North America, American

Self-taught, Harry Callahan began taking photographs as a hobby at age twenty-six but went on to become one of the most influential American artists and teachers of the medium. Acknowledged for his innovative contributions to the development of art photography, Callahan spent six decades examining the camera’s formal and expressive possibilities.

Eschewing dramatic subject matter in favor of more banal subjects and scenes, he succeeded in teasing out and uncovering the beauty in the everyday with his lucid, unsentimental vision. Much of Callahan’s photography captured scenes from his personal life and experience. Three themes dominate his art: his wife, Eleanor; urban life and architecture; and the natural landscape. Callahan used Eleanor to represent woman as beloved, mother and symbol of nature. Sensual and adoring but rarely idealizing, his images of her body adhered to Callahan’s belief in the camera’s role as a recorder of fact.

When shooting urban and natural environments, the artist freely experimented with abstraction and in-camera manipulation, particularly multiple exposures. City life is shown to be crowded and hectic yet isolating. Nature is often seen close up, so that single stalks against a blank background become graphic rather than documentary images. In such works Callahan, like many painters of his time, acknowledges the flatness of the surface on which the image appears.

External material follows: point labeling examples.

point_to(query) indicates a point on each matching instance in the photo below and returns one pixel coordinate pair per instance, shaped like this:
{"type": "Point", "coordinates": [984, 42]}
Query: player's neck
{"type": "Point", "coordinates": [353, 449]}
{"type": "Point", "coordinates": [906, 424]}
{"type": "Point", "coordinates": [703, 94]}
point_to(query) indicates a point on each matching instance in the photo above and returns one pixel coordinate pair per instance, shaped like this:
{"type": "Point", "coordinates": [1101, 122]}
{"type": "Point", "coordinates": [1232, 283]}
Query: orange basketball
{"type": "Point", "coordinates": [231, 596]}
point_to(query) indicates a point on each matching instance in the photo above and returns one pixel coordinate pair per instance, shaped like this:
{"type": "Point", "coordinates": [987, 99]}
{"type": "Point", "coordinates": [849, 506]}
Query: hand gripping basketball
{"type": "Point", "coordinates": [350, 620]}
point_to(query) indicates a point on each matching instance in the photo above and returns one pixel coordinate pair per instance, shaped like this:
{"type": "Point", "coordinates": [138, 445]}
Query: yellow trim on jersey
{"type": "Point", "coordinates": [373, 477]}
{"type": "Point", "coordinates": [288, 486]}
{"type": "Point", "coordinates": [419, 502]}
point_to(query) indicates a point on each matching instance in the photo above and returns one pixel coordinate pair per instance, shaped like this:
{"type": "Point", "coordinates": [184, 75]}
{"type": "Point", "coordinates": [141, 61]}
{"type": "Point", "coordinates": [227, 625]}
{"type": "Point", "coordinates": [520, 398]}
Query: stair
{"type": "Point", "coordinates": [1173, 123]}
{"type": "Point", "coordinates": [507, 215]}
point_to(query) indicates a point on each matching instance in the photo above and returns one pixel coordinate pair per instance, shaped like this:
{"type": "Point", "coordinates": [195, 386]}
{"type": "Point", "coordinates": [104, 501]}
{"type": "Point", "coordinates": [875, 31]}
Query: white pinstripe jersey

Harry Callahan left behind 100,000 negatives and over 10,000 proof prints. The Center for Creative Photography at the University of Arizona maintains Callahan’s photographic archives. His work has been exhibited extensively throughout the world and is included in such collections as that of the Metropolitan Museum of Art, NY; the Museum of Modern Art, NY; the San Francisco Museum of Modern Art; and the Centre Pompidou, Paris, among others. Callahan was awarded the Akron Art Museum’s first Knight Purchase Prize for Photographic Media in 1991.